TEXEDO — Checkpoints
Test-Time Scaling for Controller-Aware Language-Conditioned Humanoid Motion Generation
This repository hosts the pretrained checkpoints and runtime assets for TEXEDO, a text-to-motion pipeline for the Unitree G1 humanoid. Given a language prompt, TEXEDO generates multiple candidate motions, decodes them into a 36-dimensional G1 robot motion format, scores them with dynamic and semantic verifiers, and selects the best candidate for deployment.

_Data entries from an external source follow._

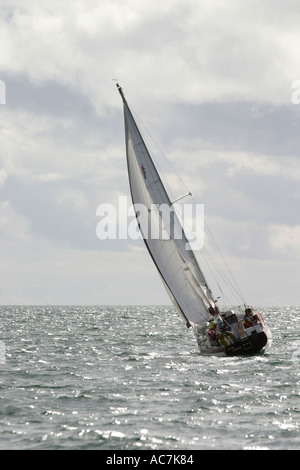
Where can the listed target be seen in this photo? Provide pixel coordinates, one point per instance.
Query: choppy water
(132, 378)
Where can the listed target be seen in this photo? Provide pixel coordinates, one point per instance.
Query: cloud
(192, 51)
(211, 80)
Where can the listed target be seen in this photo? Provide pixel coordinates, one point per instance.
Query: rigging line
(163, 155)
(222, 274)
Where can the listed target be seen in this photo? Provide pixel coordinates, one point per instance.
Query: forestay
(162, 231)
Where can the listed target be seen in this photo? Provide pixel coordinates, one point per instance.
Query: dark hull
(252, 344)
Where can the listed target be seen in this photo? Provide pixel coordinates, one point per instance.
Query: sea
(129, 378)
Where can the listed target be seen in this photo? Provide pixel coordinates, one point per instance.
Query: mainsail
(162, 232)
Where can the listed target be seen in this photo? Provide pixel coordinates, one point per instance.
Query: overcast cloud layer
(212, 81)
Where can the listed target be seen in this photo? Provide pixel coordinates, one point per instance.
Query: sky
(214, 83)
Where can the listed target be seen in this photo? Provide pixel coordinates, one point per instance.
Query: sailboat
(227, 332)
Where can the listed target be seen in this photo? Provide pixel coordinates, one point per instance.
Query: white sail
(164, 235)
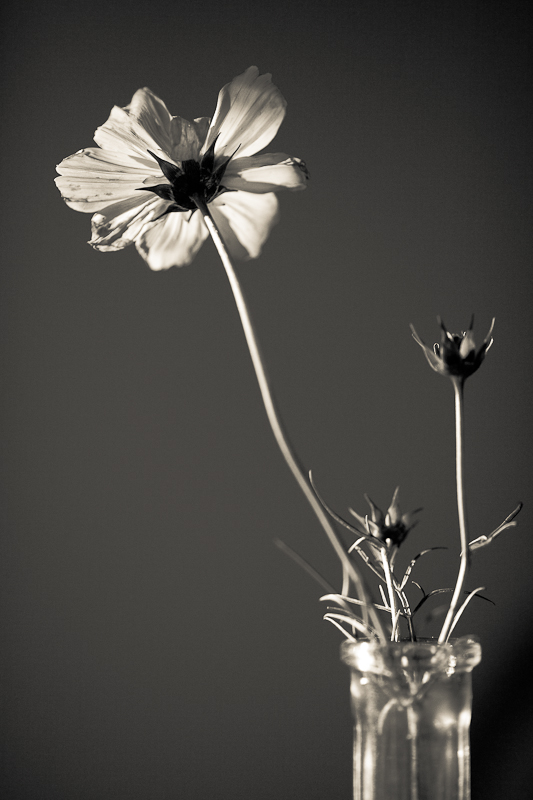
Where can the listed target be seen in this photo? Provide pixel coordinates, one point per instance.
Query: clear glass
(412, 704)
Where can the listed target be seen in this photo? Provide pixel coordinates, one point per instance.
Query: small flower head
(152, 171)
(456, 356)
(391, 527)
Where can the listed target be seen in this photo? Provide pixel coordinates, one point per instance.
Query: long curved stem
(275, 419)
(461, 507)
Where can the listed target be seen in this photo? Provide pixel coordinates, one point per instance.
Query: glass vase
(411, 703)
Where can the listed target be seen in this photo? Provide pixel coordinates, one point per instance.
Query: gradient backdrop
(154, 644)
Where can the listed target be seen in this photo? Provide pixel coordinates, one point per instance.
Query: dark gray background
(154, 644)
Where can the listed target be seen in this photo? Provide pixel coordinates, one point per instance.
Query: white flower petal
(245, 221)
(92, 179)
(188, 137)
(121, 223)
(124, 133)
(269, 172)
(173, 241)
(249, 112)
(153, 116)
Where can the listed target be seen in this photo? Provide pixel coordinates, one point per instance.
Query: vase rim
(458, 655)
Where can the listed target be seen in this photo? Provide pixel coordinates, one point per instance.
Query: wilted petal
(121, 223)
(266, 173)
(93, 179)
(153, 116)
(249, 112)
(172, 241)
(188, 137)
(245, 221)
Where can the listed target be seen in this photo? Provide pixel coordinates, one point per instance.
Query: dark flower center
(193, 180)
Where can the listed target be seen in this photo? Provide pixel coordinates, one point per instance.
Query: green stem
(275, 419)
(461, 508)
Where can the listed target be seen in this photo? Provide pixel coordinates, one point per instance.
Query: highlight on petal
(93, 179)
(124, 133)
(121, 223)
(172, 241)
(249, 112)
(245, 221)
(266, 173)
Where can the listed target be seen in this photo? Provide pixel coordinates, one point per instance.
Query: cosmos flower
(392, 527)
(150, 170)
(456, 356)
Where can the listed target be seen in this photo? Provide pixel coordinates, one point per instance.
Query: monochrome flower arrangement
(165, 184)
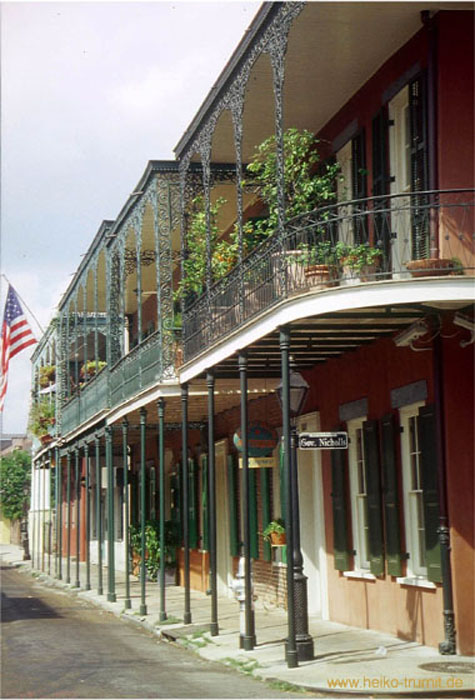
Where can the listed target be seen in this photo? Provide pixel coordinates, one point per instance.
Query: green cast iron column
(59, 505)
(143, 421)
(100, 589)
(249, 639)
(214, 627)
(78, 513)
(88, 517)
(186, 529)
(68, 498)
(125, 464)
(291, 646)
(161, 463)
(111, 596)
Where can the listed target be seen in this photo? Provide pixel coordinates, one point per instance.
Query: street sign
(323, 441)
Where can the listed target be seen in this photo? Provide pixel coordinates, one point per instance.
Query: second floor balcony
(367, 241)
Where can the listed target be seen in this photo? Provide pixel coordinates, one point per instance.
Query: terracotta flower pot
(427, 267)
(278, 539)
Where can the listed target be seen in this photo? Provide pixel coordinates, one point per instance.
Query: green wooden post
(111, 596)
(143, 571)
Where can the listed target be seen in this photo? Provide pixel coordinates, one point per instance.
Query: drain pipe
(448, 646)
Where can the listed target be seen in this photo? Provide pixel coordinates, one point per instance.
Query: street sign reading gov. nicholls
(323, 441)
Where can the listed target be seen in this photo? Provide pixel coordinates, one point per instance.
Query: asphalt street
(57, 645)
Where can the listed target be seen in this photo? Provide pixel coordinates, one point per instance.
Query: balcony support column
(214, 627)
(143, 571)
(249, 640)
(111, 596)
(185, 520)
(97, 441)
(291, 647)
(59, 516)
(68, 499)
(125, 467)
(77, 477)
(87, 467)
(161, 485)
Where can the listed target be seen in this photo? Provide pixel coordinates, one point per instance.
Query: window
(413, 491)
(358, 495)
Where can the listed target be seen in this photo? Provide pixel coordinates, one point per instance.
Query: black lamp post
(297, 391)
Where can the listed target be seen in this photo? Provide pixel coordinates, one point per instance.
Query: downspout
(433, 174)
(448, 646)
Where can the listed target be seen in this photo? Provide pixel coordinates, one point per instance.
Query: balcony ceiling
(333, 49)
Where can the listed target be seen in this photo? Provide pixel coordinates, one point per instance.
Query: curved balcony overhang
(378, 308)
(324, 61)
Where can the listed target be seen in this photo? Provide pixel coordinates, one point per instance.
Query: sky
(90, 92)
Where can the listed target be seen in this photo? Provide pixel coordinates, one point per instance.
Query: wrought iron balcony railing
(358, 242)
(92, 398)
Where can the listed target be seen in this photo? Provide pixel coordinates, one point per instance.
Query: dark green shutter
(233, 507)
(381, 178)
(341, 549)
(204, 502)
(283, 495)
(373, 486)
(175, 486)
(391, 496)
(430, 491)
(419, 166)
(192, 505)
(359, 185)
(254, 541)
(266, 478)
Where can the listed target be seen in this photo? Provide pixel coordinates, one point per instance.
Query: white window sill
(360, 574)
(415, 581)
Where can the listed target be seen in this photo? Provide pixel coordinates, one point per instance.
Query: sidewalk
(347, 660)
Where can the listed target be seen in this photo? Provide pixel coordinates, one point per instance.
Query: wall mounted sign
(261, 440)
(259, 462)
(323, 441)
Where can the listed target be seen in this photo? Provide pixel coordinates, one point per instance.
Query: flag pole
(25, 305)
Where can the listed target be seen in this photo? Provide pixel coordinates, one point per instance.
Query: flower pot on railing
(428, 267)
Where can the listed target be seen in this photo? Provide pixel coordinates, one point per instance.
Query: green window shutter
(283, 495)
(419, 166)
(233, 507)
(204, 502)
(391, 496)
(359, 184)
(266, 478)
(430, 491)
(341, 549)
(253, 514)
(373, 490)
(192, 505)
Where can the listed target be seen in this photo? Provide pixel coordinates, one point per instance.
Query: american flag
(16, 336)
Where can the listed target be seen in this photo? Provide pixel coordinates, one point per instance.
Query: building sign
(323, 441)
(259, 462)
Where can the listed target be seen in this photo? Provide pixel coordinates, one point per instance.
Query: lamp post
(297, 391)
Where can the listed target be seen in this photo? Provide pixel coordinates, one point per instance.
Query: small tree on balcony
(307, 186)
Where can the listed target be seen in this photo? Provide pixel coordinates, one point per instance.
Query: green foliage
(152, 544)
(15, 477)
(47, 375)
(305, 189)
(42, 417)
(275, 526)
(356, 257)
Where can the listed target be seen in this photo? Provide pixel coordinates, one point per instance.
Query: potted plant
(47, 375)
(427, 267)
(319, 263)
(275, 533)
(42, 419)
(91, 367)
(359, 262)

- 🌐 Project page: https://jianuocao.github.io/TEXEDO/
- 💻 Code: https://github.com/JianuoCao/TEXEDO
- 📄 Paper: https://arxiv.org/abs/2606.22998
- 📦 Dataset: https://huggingface.co/datasets/JianuoCao/TEXEDO
Contents
| Logical name | What it is | Approx. size |
|---|---|---|
fsq_tokenizer |
FSQ motion tokenizer (encoder/decoder + codebook) for 36-dim G1 motion | ~216 MB |
fsq_norm_stats |
Per-channel normalization stats for the tokenizer | ~2 KB |
generator |
Stage-2 text→motion generator: flan-t5-base fine-tuned on FSQ motion tokens (multi-task) | ~3.2 GB |
dynamic_verifier |
Dynamic-feasibility (physical-plausibility) scorer | ~40 MB |
dynamic_norm_stats |
Normalization stats paired with the dynamic verifier | ~2 KB |
semantic_evaluator |
Text–motion matching evaluator (match net + decomposition + meta) | variable |
glove |
GloVe vocab for the semantic text encoder | ~20 MB |
g1_robot |
Unitree G1 MuJoCo model (XML + meshes) | ~26 MB |
The base LM
google/flan-t5-baseis loaded from the public Hub at runtime and is not re-hosted here.
Usage
The checkpoints are designed to be fetched automatically by the TEXEDO code:
git clone https://github.com/JianuoCao/TEXEDO.git
cd TEXEDO
conda env create -f environment.yml
conda activate TEXEDO
pip install -e .
# Downloads these checkpoints + runtime assets into ./assets
python scripts/download_assets.py
Then run the full generate → score → select → render pipeline:
python -m pipeline.generate --prompt "a person waves with the right hand" --num-samples 8 --out-dir candidates/
python -m pipeline.score --motion-dir candidates/ --caption "a person waves with the right hand" --output scores.csv
python -m pipeline.select_best_of_n --scores scores.csv --motion-dir candidates/ --copy-best-to best/
python scripts/visualize_csv.py --input-dir best/ --output-dir viz/
You can also download a single file directly:
from huggingface_hub import hf_hub_download
ckpt = hf_hub_download(
repo_id="JianuoCao/TEXEDO-Checkpoint",
filename="tokenizer/checkpoint_epoch_95.pt",
)
See the repo's docs/MODELS.md for the full asset manifest and layout.
Citation
@misc{cao2026texedotesttime,
title={TEXEDO: Test-Time Scaling for Controller-Aware Language-Conditioned Humanoid Motion Generation},
author={Jianuo Cao and Yuxin Chen and Yuzhen Song and Masayoshi Tomizuka and Chenran Li and Thomas Tian},
year={2026},
eprint={2606.22998},
archivePrefix={arXiv},
primaryClass={cs.RO},
url={https://arxiv.org/abs/2606.22998},
}
License
Released under the MIT license. Third-party datasets, pretrained base models, robot assets, and dependencies retain their own licenses and terms of use.